Let $\lambda$ be a positive number and choose a sequence $\left\{x_n\right\}_{n=0}^{\infty}$ defined by
$$x_0=1 \quad \text{and}\quad x_n = \frac{1}{\lambda^n} \prod_{j=0}^{n-1} \alpha_j \quad \left(n = 1, 2, \dots\right).$$
Consider $\sum c_n z^n$, where $c :=1$ and $c_n = \prod_{j=0}^{n-1}\alpha_j $ $\left( n= 0, 1, 2, \dots \right)$. If $\rho$ is the radius of convergence of this power series, then $\sum_{n=0}^{\infty}x_n^2$ will converge whenever $\frac{1}{\lambda} < \rho$, or $\lambda > \frac{1}{\rho}=:R$.
I do not understand why the can deduce the last condition
- then $\sum_{n=0}^{\infty}x_n^2$ will converge whenever $\frac{1}{\lambda} < \rho$, or $\lambda > \frac{1}{\rho}=:R$*
Could you please show me the reason? Thank you for your time.
Consider any (real or complex) power series $\Sigma c_nz^n$. In your question you have $c_n = \Pi_{j=0}^{n-1} \alpha_j$, but this is completely irrelevant (it yields $c_0 = 1$ which may be considered as the definition of a product with $0$ factors, but the following arguments work for any $c_0$).
You define $x_n = c_n/\lambda^n$ (with $c_0= 0$ this yields $x_0 = 1$, but again this is irrelevant).

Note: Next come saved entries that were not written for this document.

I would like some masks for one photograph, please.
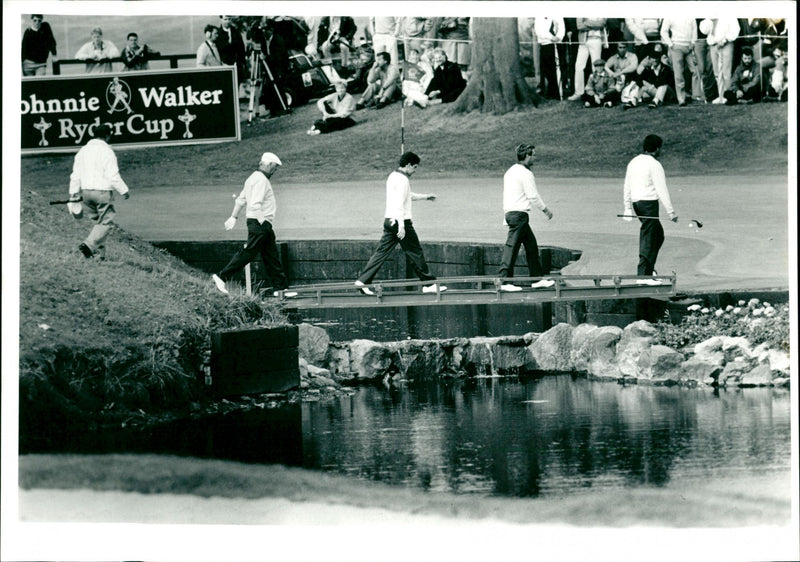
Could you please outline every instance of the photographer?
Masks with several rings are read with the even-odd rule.
[[[284,97],[285,80],[289,76],[289,51],[283,38],[275,33],[273,20],[261,18],[251,30],[253,50],[258,52],[264,70],[259,105],[269,109],[270,117],[291,113]],[[268,71],[267,71],[268,70]]]
[[[147,45],[139,46],[139,36],[135,33],[128,33],[127,44],[120,56],[125,70],[149,70],[149,58],[157,57],[160,54],[158,51],[151,50]]]
[[[669,58],[661,45],[655,44],[651,46],[650,54],[642,59],[636,69],[636,81],[640,87],[639,97],[643,100],[652,100],[648,105],[650,109],[656,109],[665,101],[675,99],[673,90],[675,75],[668,62]]]

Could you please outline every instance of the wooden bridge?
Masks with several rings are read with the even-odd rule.
[[[365,295],[352,282],[300,285],[279,292],[287,307],[364,308],[376,306],[436,306],[473,304],[513,304],[596,299],[665,298],[676,294],[677,277],[639,277],[636,275],[556,275],[546,277],[554,284],[533,289],[531,283],[542,277],[448,277],[436,280],[436,292],[423,293],[430,281],[401,279],[375,281],[366,285],[374,294]],[[515,283],[519,291],[505,291],[504,283]],[[438,289],[447,287],[446,291]],[[296,292],[287,297],[285,293]]]

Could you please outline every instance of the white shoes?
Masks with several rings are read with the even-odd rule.
[[[435,293],[436,292],[436,288],[437,288],[437,285],[436,285],[436,283],[434,283],[433,285],[428,285],[427,287],[423,287],[422,288],[422,292],[423,293]],[[440,293],[443,293],[443,292],[445,292],[447,290],[447,287],[445,287],[444,285],[438,285],[438,288],[439,288],[439,292]]]
[[[663,285],[664,282],[661,279],[637,279],[637,285]]]
[[[364,285],[363,281],[358,281],[357,280],[355,283],[353,283],[353,285],[358,287],[361,290],[361,293],[364,294],[364,295],[374,295],[375,294],[371,289],[368,289],[367,286]]]
[[[580,94],[572,94],[570,97],[567,98],[567,101],[577,101],[581,99]]]
[[[280,297],[281,296],[281,292],[280,291],[273,291],[272,292],[272,296],[273,297]],[[283,298],[285,298],[285,299],[290,299],[290,298],[296,297],[296,296],[297,296],[297,291],[286,291],[286,290],[283,291]]]
[[[531,289],[544,289],[545,287],[552,287],[555,284],[556,282],[552,279],[542,279],[541,281],[531,283]]]
[[[223,281],[219,275],[213,273],[211,275],[211,279],[214,281],[214,285],[217,286],[217,289],[223,294],[228,294],[228,288],[225,286],[225,281]]]
[[[714,101],[712,101],[711,103],[713,103],[714,105],[723,104],[723,103],[725,103],[725,98],[719,97],[719,98],[715,99]]]
[[[517,287],[511,283],[503,283],[500,285],[500,290],[505,291],[506,293],[516,293],[517,291],[521,291],[522,287]]]

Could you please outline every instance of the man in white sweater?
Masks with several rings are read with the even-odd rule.
[[[664,205],[670,220],[678,222],[678,215],[672,208],[667,190],[664,168],[656,160],[661,154],[664,141],[658,135],[647,135],[644,139],[643,153],[628,164],[625,173],[623,200],[625,220],[630,222],[634,212],[642,223],[639,230],[639,267],[637,275],[655,273],[658,251],[664,243],[664,229],[658,219],[658,202]],[[660,285],[657,279],[642,279],[640,284]]]
[[[531,172],[533,159],[536,156],[536,147],[532,144],[520,144],[515,148],[517,163],[511,166],[503,176],[503,213],[504,222],[508,225],[508,237],[503,248],[503,257],[500,260],[500,277],[514,277],[514,265],[520,246],[525,247],[525,259],[528,262],[528,273],[531,277],[541,277],[545,274],[539,261],[539,245],[533,235],[528,213],[535,206],[545,214],[547,220],[553,218],[553,213],[547,208],[539,192],[536,190],[536,180]],[[534,289],[551,287],[555,282],[551,279],[534,281]],[[521,291],[522,288],[511,283],[501,286],[503,291]]]

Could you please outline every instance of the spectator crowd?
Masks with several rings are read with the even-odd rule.
[[[623,109],[787,99],[784,19],[517,21],[523,72],[544,98]],[[347,16],[219,16],[219,25],[203,30],[196,65],[235,67],[240,97],[257,77],[261,113],[271,117],[291,111],[289,80],[298,66],[324,69],[328,88],[314,96],[324,98],[322,118],[309,130],[319,134],[352,126],[357,110],[457,99],[470,73],[471,25],[470,18],[376,16],[360,29]],[[111,72],[116,63],[147,70],[160,54],[140,44],[136,32],[122,50],[100,27],[89,39],[74,56],[89,74]],[[46,74],[56,53],[50,25],[32,15],[22,38],[23,74]]]

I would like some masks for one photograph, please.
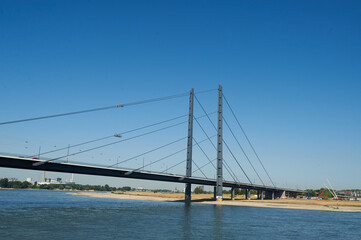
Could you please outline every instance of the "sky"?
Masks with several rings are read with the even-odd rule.
[[[336,189],[361,188],[359,1],[0,0],[0,122],[188,93],[191,88],[213,113],[219,84],[277,186],[321,188],[329,179]],[[213,91],[201,93],[205,90]],[[183,97],[0,125],[0,152],[34,155],[39,147],[41,152],[54,150],[187,112],[188,97]],[[202,115],[196,102],[195,116]],[[261,179],[270,185],[227,106],[224,116]],[[216,122],[216,115],[210,117]],[[209,136],[215,134],[207,118],[199,121]],[[195,139],[206,139],[194,124]],[[260,183],[224,128],[225,141],[239,163],[251,181]],[[110,165],[186,136],[184,123],[70,160]],[[210,142],[204,144],[214,159]],[[143,161],[150,163],[183,147],[186,140],[122,167],[138,168]],[[207,158],[194,148],[194,161],[206,164]],[[184,160],[186,153],[182,154],[149,170],[163,171]],[[224,157],[239,180],[247,182],[232,155],[225,151]],[[185,174],[185,163],[172,171]],[[204,173],[214,177],[215,170],[209,165]],[[40,171],[0,168],[0,178],[41,176]],[[60,173],[47,176],[70,178]],[[86,175],[76,175],[75,180],[184,187]]]

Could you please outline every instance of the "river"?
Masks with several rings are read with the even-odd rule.
[[[0,239],[361,239],[361,213],[0,190]]]

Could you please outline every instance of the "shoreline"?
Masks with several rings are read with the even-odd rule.
[[[29,191],[63,191],[63,192],[86,192],[85,190],[71,190],[71,189],[59,189],[59,188],[54,188],[54,189],[38,189],[38,188],[0,188],[1,190],[29,190]],[[94,191],[94,190],[88,190],[89,192]]]
[[[125,199],[125,200],[142,200],[142,201],[160,201],[160,202],[184,202],[184,198],[176,195],[169,196],[171,194],[151,194],[151,193],[111,193],[111,192],[69,192],[73,196],[88,196],[96,198],[110,198],[110,199]],[[194,194],[197,196],[196,194]],[[193,195],[193,196],[194,196]],[[308,201],[308,203],[304,203]],[[312,202],[317,201],[317,202]],[[194,204],[210,204],[210,205],[221,205],[221,206],[239,206],[239,207],[262,207],[262,208],[279,208],[279,209],[298,209],[298,210],[312,210],[312,211],[330,211],[330,212],[361,212],[361,203],[356,205],[345,205],[341,204],[338,209],[334,205],[336,202],[324,201],[323,200],[303,200],[303,199],[277,199],[277,200],[244,200],[236,199],[230,200],[225,199],[222,202],[214,201],[211,198],[198,198],[192,200]],[[331,203],[331,204],[329,204]]]

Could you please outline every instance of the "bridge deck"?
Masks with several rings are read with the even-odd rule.
[[[166,173],[155,173],[155,172],[146,172],[146,171],[133,171],[129,169],[102,167],[102,166],[70,163],[70,162],[69,163],[47,162],[40,166],[33,166],[33,164],[37,162],[42,162],[42,160],[0,155],[0,167],[216,186],[216,180],[214,179],[186,177],[183,175],[175,175],[169,173],[166,174]],[[277,187],[228,182],[228,181],[224,181],[223,186],[243,188],[243,189],[263,190],[263,191],[286,191],[292,193],[305,193],[302,190],[277,188]]]

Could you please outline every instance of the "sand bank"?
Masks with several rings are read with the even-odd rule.
[[[183,194],[162,194],[152,192],[72,192],[75,196],[89,196],[98,198],[128,199],[128,200],[145,200],[145,201],[163,201],[163,202],[180,202],[184,200]],[[337,208],[336,201],[304,200],[304,199],[277,199],[277,200],[244,200],[236,199],[234,201],[225,199],[222,202],[211,200],[208,194],[194,194],[192,196],[195,204],[212,204],[226,206],[243,206],[243,207],[264,207],[264,208],[283,208],[283,209],[302,209],[317,211],[334,211],[334,212],[361,212],[361,202],[339,202]]]
[[[143,200],[143,201],[177,201],[177,198],[167,198],[167,197],[156,197],[156,196],[145,196],[145,195],[135,195],[135,194],[116,194],[110,192],[77,192],[77,193],[68,193],[74,196],[88,196],[88,197],[97,197],[97,198],[115,198],[115,199],[127,199],[127,200]]]
[[[361,207],[354,206],[329,206],[318,204],[301,204],[301,203],[283,203],[274,200],[274,203],[264,202],[261,200],[226,200],[223,202],[203,202],[203,204],[217,204],[228,206],[244,206],[244,207],[263,207],[263,208],[284,208],[284,209],[301,209],[301,210],[316,210],[316,211],[332,211],[332,212],[361,212]]]

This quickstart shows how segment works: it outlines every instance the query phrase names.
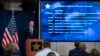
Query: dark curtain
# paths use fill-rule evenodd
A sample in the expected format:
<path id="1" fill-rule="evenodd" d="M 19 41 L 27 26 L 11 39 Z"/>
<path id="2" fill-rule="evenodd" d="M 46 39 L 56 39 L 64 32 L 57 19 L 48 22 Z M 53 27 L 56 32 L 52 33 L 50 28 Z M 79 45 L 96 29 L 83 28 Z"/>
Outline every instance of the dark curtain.
<path id="1" fill-rule="evenodd" d="M 11 15 L 12 11 L 0 11 L 0 43 L 2 42 L 3 33 L 5 27 L 8 26 L 8 23 L 11 19 Z M 35 21 L 35 27 L 38 29 L 38 18 L 35 18 L 33 11 L 15 11 L 15 20 L 19 35 L 21 56 L 25 56 L 25 38 L 23 37 L 24 29 L 28 27 L 30 20 Z M 0 52 L 3 52 L 3 48 L 0 48 Z"/>

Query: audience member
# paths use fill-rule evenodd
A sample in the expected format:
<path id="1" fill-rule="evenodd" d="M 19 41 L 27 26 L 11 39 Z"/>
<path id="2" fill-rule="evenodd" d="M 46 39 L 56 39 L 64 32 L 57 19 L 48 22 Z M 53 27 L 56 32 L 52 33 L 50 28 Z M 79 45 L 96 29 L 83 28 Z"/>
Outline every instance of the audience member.
<path id="1" fill-rule="evenodd" d="M 49 52 L 47 56 L 56 56 L 54 52 Z"/>
<path id="2" fill-rule="evenodd" d="M 35 56 L 47 56 L 49 52 L 54 52 L 56 56 L 60 56 L 57 52 L 50 49 L 50 42 L 44 42 L 44 49 L 36 53 Z"/>
<path id="3" fill-rule="evenodd" d="M 79 44 L 80 44 L 80 41 L 75 41 L 74 43 L 75 48 L 69 51 L 69 56 L 73 56 L 73 54 L 79 52 Z"/>
<path id="4" fill-rule="evenodd" d="M 13 56 L 16 54 L 19 55 L 19 53 L 17 52 L 17 48 L 18 46 L 15 45 L 15 43 L 9 43 L 9 45 L 4 48 L 5 50 L 4 56 Z"/>
<path id="5" fill-rule="evenodd" d="M 0 56 L 4 56 L 4 50 L 1 43 L 0 43 Z"/>
<path id="6" fill-rule="evenodd" d="M 87 53 L 85 50 L 86 50 L 86 44 L 85 43 L 80 43 L 79 52 L 75 53 L 73 56 L 90 56 L 90 54 Z"/>
<path id="7" fill-rule="evenodd" d="M 100 56 L 99 51 L 97 49 L 92 49 L 90 54 L 91 56 Z"/>

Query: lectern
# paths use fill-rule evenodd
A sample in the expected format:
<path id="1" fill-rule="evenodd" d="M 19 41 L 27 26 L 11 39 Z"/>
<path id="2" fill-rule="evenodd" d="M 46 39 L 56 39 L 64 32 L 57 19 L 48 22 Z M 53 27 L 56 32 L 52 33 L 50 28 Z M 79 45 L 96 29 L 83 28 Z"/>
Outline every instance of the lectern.
<path id="1" fill-rule="evenodd" d="M 26 56 L 35 56 L 35 54 L 43 49 L 42 39 L 27 39 L 26 40 Z"/>

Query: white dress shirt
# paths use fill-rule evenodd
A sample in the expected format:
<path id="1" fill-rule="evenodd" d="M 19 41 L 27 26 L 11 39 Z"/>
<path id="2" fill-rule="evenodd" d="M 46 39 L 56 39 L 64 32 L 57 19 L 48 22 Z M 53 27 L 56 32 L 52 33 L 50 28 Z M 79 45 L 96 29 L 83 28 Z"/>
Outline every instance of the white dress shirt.
<path id="1" fill-rule="evenodd" d="M 33 27 L 30 27 L 31 35 L 33 34 Z"/>
<path id="2" fill-rule="evenodd" d="M 49 52 L 54 52 L 56 56 L 60 56 L 57 52 L 52 51 L 50 48 L 45 48 L 45 49 L 37 52 L 35 56 L 47 56 L 47 54 Z"/>

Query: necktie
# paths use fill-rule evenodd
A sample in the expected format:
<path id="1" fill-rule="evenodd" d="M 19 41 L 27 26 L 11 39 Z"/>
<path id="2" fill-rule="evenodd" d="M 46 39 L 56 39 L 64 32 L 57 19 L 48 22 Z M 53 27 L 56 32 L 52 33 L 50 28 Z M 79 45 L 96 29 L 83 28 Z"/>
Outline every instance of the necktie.
<path id="1" fill-rule="evenodd" d="M 30 28 L 30 32 L 31 32 L 31 35 L 33 35 L 33 29 L 32 28 Z"/>

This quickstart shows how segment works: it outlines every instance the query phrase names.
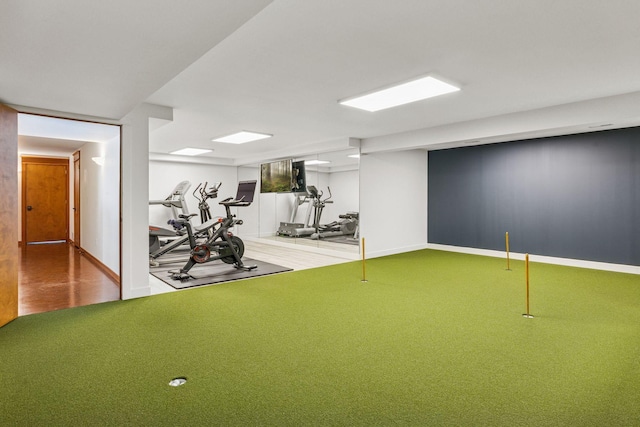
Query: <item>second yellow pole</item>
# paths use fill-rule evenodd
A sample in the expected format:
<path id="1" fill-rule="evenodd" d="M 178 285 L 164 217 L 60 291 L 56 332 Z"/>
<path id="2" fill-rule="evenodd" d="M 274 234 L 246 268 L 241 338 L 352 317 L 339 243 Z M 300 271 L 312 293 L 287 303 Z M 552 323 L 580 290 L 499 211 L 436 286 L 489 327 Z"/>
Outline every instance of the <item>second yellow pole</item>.
<path id="1" fill-rule="evenodd" d="M 524 256 L 524 274 L 527 282 L 527 312 L 522 316 L 531 318 L 533 315 L 529 312 L 529 254 L 525 254 Z"/>
<path id="2" fill-rule="evenodd" d="M 511 270 L 511 267 L 509 265 L 509 232 L 508 231 L 504 234 L 504 243 L 507 249 L 507 270 Z"/>
<path id="3" fill-rule="evenodd" d="M 364 246 L 364 237 L 362 238 L 362 282 L 366 282 L 367 281 L 367 267 L 366 267 L 366 263 L 365 263 L 365 246 Z"/>

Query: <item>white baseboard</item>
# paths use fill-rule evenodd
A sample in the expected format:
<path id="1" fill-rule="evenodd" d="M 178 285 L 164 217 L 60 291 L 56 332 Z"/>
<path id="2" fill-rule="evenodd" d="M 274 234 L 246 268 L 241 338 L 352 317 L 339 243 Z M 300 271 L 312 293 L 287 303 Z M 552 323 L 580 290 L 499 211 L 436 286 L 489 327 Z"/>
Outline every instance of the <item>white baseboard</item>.
<path id="1" fill-rule="evenodd" d="M 151 286 L 149 285 L 143 286 L 141 288 L 132 288 L 127 290 L 125 290 L 124 288 L 122 289 L 123 300 L 148 297 L 149 295 L 151 295 Z"/>
<path id="2" fill-rule="evenodd" d="M 428 243 L 428 249 L 436 249 L 439 251 L 459 252 L 471 255 L 483 255 L 495 258 L 505 258 L 504 251 L 493 251 L 489 249 L 466 248 L 462 246 L 440 245 L 437 243 Z M 524 260 L 525 254 L 510 252 L 509 257 L 516 260 Z M 611 264 L 607 262 L 585 261 L 571 258 L 557 258 L 544 255 L 529 254 L 529 261 L 541 262 L 545 264 L 565 265 L 567 267 L 590 268 L 593 270 L 614 271 L 617 273 L 640 274 L 640 266 L 626 264 Z"/>

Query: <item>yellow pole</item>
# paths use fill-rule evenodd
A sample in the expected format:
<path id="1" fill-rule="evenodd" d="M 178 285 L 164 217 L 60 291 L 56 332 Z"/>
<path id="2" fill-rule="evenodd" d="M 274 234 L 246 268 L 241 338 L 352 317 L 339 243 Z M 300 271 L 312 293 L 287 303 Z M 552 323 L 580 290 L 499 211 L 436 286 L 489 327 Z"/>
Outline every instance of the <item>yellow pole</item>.
<path id="1" fill-rule="evenodd" d="M 367 281 L 367 269 L 365 266 L 365 254 L 364 254 L 364 237 L 362 238 L 362 282 Z"/>
<path id="2" fill-rule="evenodd" d="M 533 317 L 529 313 L 529 254 L 525 254 L 524 256 L 524 271 L 527 278 L 527 313 L 524 317 Z"/>
<path id="3" fill-rule="evenodd" d="M 507 270 L 511 270 L 511 267 L 509 266 L 509 232 L 508 231 L 504 234 L 504 241 L 505 241 L 505 246 L 507 248 Z"/>

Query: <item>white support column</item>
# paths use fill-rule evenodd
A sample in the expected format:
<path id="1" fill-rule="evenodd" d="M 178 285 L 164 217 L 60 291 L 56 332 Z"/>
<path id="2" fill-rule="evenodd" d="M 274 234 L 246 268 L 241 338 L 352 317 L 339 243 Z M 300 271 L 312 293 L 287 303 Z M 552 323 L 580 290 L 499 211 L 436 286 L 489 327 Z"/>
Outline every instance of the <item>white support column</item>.
<path id="1" fill-rule="evenodd" d="M 149 119 L 173 109 L 141 104 L 122 119 L 122 299 L 150 295 Z"/>

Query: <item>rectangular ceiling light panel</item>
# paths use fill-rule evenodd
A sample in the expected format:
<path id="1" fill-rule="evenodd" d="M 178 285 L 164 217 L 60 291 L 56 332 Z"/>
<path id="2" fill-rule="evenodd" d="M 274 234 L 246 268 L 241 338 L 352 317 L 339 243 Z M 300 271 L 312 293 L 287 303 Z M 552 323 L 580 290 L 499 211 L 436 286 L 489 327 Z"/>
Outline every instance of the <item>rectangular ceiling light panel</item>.
<path id="1" fill-rule="evenodd" d="M 423 77 L 368 95 L 345 99 L 339 102 L 342 105 L 374 112 L 459 90 L 460 88 L 433 77 Z"/>
<path id="2" fill-rule="evenodd" d="M 181 150 L 172 151 L 169 154 L 178 154 L 180 156 L 198 156 L 204 153 L 210 153 L 211 150 L 205 150 L 203 148 L 183 148 Z"/>
<path id="3" fill-rule="evenodd" d="M 330 163 L 327 160 L 305 160 L 304 164 L 306 166 L 313 166 L 313 165 L 326 165 L 327 163 Z"/>
<path id="4" fill-rule="evenodd" d="M 271 138 L 273 135 L 258 132 L 241 131 L 232 135 L 216 138 L 215 142 L 226 142 L 227 144 L 244 144 L 245 142 L 258 141 L 260 139 Z"/>

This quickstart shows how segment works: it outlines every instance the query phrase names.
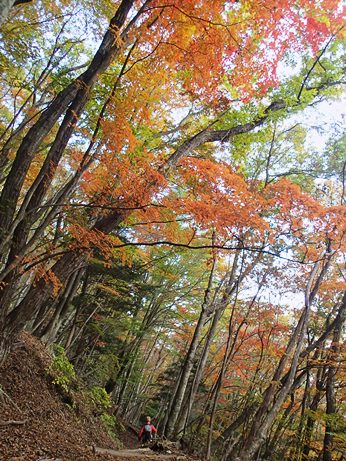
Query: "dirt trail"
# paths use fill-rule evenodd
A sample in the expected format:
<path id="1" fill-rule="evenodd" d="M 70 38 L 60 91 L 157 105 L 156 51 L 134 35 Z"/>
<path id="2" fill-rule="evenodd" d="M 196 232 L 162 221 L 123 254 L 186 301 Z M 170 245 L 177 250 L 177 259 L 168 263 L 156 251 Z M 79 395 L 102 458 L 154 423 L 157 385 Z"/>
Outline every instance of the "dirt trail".
<path id="1" fill-rule="evenodd" d="M 187 456 L 178 453 L 155 453 L 150 448 L 133 448 L 125 450 L 109 450 L 103 448 L 96 448 L 97 454 L 113 455 L 115 460 L 126 460 L 126 461 L 183 461 L 188 460 Z"/>

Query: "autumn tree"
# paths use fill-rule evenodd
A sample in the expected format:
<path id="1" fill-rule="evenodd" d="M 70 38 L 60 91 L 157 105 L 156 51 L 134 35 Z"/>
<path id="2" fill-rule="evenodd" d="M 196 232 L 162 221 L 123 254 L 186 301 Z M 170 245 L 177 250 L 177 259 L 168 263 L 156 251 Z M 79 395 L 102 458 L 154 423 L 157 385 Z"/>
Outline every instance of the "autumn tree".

Now consider the power series
$$\Sigma c_n^2 u^n .$$
Its radius of convergence is $\rho' = 1/\limsup \sqrt[n]{\lvert c_n^2 \rvert} = 1/\limsup \sqrt[n]{\lvert c_n \rvert}^2 =1/(\limsup \sqrt[n]{\lvert c_n \rvert})^2 = \rho^2$.
Now let $u_\lambda = 1/\lambda^2$. Then $\Sigma c_n^2u_\lambda^n$ converges if $1/\lambda^2 < \rho^2$, i.e. if $1/\lambda < \rho$. But $\Sigma c_n^2u_\lambda^n = \Sigma x_n^2$ which yields the desired result.